The fears that this is about to end are well founded. The power of NGO officials is likely to decline following criticism initiated by NGO Monitor’s reports, and expanded by groups like Reut. NIF’s donors are beginning to realize that beyond “progressive” social causes and support of a moderate “two-state solution,” their contributions – along with two $20 million grants from the Ford Foundation to NIF – enable hard-core Israel-bashing.

Like addicts who cannot admit they have a problem, much less fix it, ideological pundits such as Chazan, Baskin, Newman, and Alpher desperately attempt to rationalize the huge gap between their pristine self-image and the ugly reality. Similarly, they label anyone not sympathetic to the NIF/NGO ideology as a right-wing extremist — demanding tolerance, but only for themselves. Baskin’s diatribe in the Jerusalem Post accuses NGO Monitor of “going after” organizations that have “a different agenda from the current right-wing religious government,” ignoring NGO Monitor’s work during the Olmert and Kadima years. In his Alice-in-Wonderland world, the Israeli electorate and its representatives are the enemy, while the true democrats are self-appointed NGO officials who "go after" political opponents by promoting boycotts and false war crimes allegations.

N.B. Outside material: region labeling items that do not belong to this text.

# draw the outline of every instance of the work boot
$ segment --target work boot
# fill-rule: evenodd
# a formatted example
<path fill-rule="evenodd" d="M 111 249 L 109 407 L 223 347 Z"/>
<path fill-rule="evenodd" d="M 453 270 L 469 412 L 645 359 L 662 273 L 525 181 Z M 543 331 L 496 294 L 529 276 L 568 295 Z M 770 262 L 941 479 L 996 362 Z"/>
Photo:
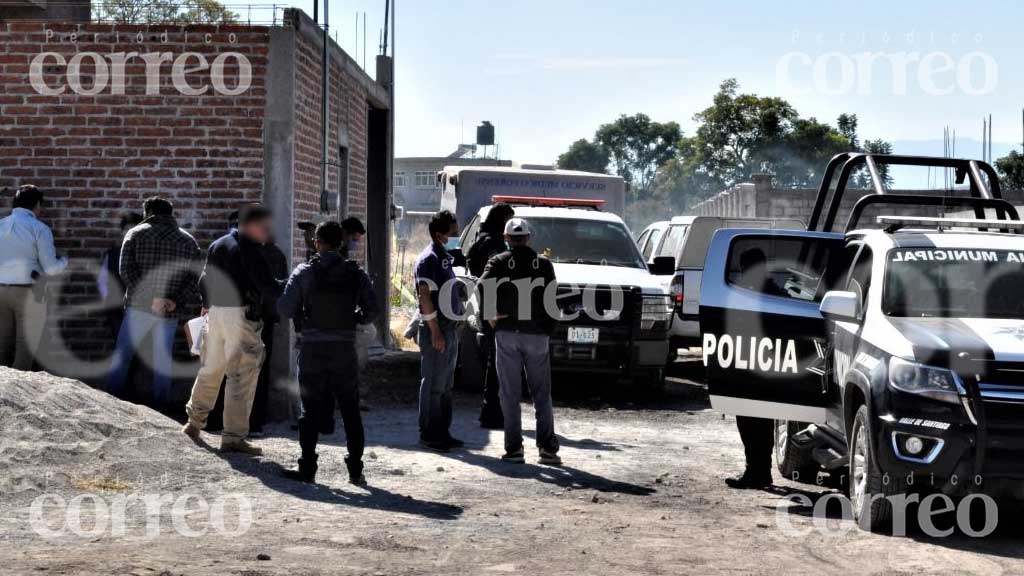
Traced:
<path fill-rule="evenodd" d="M 746 470 L 737 478 L 725 479 L 725 484 L 736 490 L 759 490 L 772 485 L 771 472 L 755 474 Z"/>
<path fill-rule="evenodd" d="M 299 458 L 299 466 L 283 470 L 282 474 L 289 480 L 313 484 L 316 482 L 316 460 L 318 456 L 312 458 Z"/>
<path fill-rule="evenodd" d="M 362 476 L 362 460 L 356 460 L 351 456 L 345 456 L 345 467 L 348 468 L 349 484 L 362 486 L 367 483 L 367 477 Z"/>
<path fill-rule="evenodd" d="M 521 464 L 526 461 L 526 458 L 522 455 L 522 448 L 518 450 L 512 450 L 511 452 L 506 452 L 502 456 L 503 462 L 513 462 L 516 464 Z"/>
<path fill-rule="evenodd" d="M 199 440 L 199 433 L 200 433 L 199 426 L 197 426 L 191 422 L 188 422 L 184 426 L 182 426 L 181 431 L 188 438 L 193 439 L 193 442 L 197 442 Z"/>
<path fill-rule="evenodd" d="M 562 458 L 557 452 L 552 452 L 551 450 L 541 450 L 541 458 L 538 460 L 540 463 L 546 466 L 560 466 L 562 465 Z"/>
<path fill-rule="evenodd" d="M 263 449 L 259 446 L 249 444 L 246 440 L 221 440 L 220 441 L 220 451 L 221 452 L 239 452 L 241 454 L 248 454 L 250 456 L 262 456 Z"/>
<path fill-rule="evenodd" d="M 420 437 L 420 446 L 433 450 L 434 452 L 447 452 L 449 443 L 447 440 L 433 440 L 426 437 Z"/>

NIF’s spiritual leader Leonard Fein, who equates Arafat and Hamas leaders with Martin Luther King, uses his column in the Forward to wage war on NGO Monitor. For his part, Alpher lashes out irrationally at NGO Monitor for initiating a “witch hunt against Israeli human rights advocates and their funders”.

Similarly, Newman conjures shadowy right-wing conspiracies “on the part of these well-funded organizations to silence and delegitimize anyone who holds pro-peace, pro-human rights positions, views which uphold the very best of democratic and Jewish traditions.” His one-dimensional ideological gaze is limited to two possible positions – far left and far right (meaning anyone with whom he disagrees).

Eager to impose this ideological straitjacket, NIF defenders are not above inventing evidence. For example, in absurdly attacking NGO Monitor’s legal action against the European Commission for violating its own rules on transparency by hiding the details of its NGO funding, Newman falsely asserts that our legal team, headed by Trevor Asserson, is receiving a fee from imagined “right-wing” donors.

NGO Monitor’s fact-driven research contrasts sharply with the false claims, inflammatory attacks, and Nixonesque dirty tricks employed by NIF officials and supporters. Mitch Plitnick, B’Tselem’s paid lobbyist in Washington, has repeatedly, and libelously, called me a “liar” on his blog and on Twitter as well as employing crude expletives. NIF’s Ben Murane showed similar “professionalism” in posting a lewd image attacking me on his blog. These are the real examples of intimidation, anti-democratic hysteria, and attempts to silence critics.

The fear of losing influence is understandable, but Chazan, Baskin, Newman, and Alpher may come to recognize their roles in the war against the Zionist goals they claim to support. Instead of clinging desperately to power through attacks on imagined “enemies,” NIF and its allies must be open to dialogue with critics like NGO Monitor to end the exploitation of human rights through the Durban and Goldstone strategies.

Prof. Gerald M. Steinberg is president of NGO Monitor and a professor of Political Science at Bar Ilan University.